Eine Dienstleistungsgesellschaft, die sich Tod und Trauer einfach nicht leisten will. Muss man nicht erst die eigene Todeserfahrung bzw. die von Nahestehenden durchgemacht haben, um zu verstehen, was da eigentlich passiert? Er meint, dass seine Erfahrungen in einem anderen System, in einem der ärmsten Länder dieser Welt ihm geholfen hätten, mit dem Tod die Ganzheitlichkeit des Menschen zu begreifen, fernab von Palliativmedizin den Tod als etwas dazugehöriges zu begreifen – und dass der Patient den Arzt als Begleiter braucht!

Eine sehr nachdenkliche, bewegende Arbeit. Wie bei einigen anderen Arbeiten aus verschiedenen Ländern, fällt auf, dass der Student eine Patienten Begegnung in einem fernen Land bespricht. Das sind Beispiele für die Globalisierung, die sich auch im Medizinstudium bemerkbar macht. Dem sollten wir auch von Seiten der Balint Gesellschaft in Zukunft mehr Aufmerksamkeit schenken als bisher.

Jan R. Ludwig beschreibt in „You are beautiful“ eine Patient-Student-Beziehung im Status nascendi. Der Student steht zu seiner Unsicherheit als ­Anfänger und das ist mehr als berechtigt, aber er reagiert spontan und richtig auf die Not der Frau bei der OP und auch auf das, was sie bewegt und mit ihm besprechen möchte. Mit seiner Einleitung, die er am Ende wieder aufnimmt, gelingt ihm ein schönes Stimmungsbild.

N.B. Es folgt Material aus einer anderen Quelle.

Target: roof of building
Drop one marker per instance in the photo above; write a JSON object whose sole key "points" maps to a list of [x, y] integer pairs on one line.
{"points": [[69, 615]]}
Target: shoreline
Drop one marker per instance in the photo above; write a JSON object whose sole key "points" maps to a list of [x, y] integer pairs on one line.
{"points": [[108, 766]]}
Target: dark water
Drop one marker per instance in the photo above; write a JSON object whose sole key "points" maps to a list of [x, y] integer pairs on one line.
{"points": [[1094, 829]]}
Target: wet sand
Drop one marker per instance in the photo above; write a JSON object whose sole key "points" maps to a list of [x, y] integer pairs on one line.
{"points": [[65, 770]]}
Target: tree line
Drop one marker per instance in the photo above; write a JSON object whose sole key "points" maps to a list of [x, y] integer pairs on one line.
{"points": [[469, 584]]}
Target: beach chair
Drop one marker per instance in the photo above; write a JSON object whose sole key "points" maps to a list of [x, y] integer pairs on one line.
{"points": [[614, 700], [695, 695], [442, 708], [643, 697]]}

Katharina Flemming („Wenn aus ­Patienten Organe werden“) reichte eine sehr feinfühlige Arbeit ein, in der sie mehrere Studentin-Patient-Beziehungen aufgreift. Deutlich dabei wird ihr innerer Suchprozess um den eigenen Platz, des sie später als Ärztin einnehmen wird. Wie kann man sich selbst treu bleiben und die Würde des Patienten achten? Konflikte werden benannt, aber es sind nicht die zwischen dem Studenten und dem Patienten, sondern die zwischen den Erwartungen der Studentin an die Medi­zin und die Realisierungen, die sie in einem operativen Fach erlebt. Das Problem ist das Nicht-Ansprechen dieser Störung. Die Arbeit steht für das, was wir empathy based medicine nennen können.

Könnte das nicht auch ein Motto für unsere Balintarbeit sein?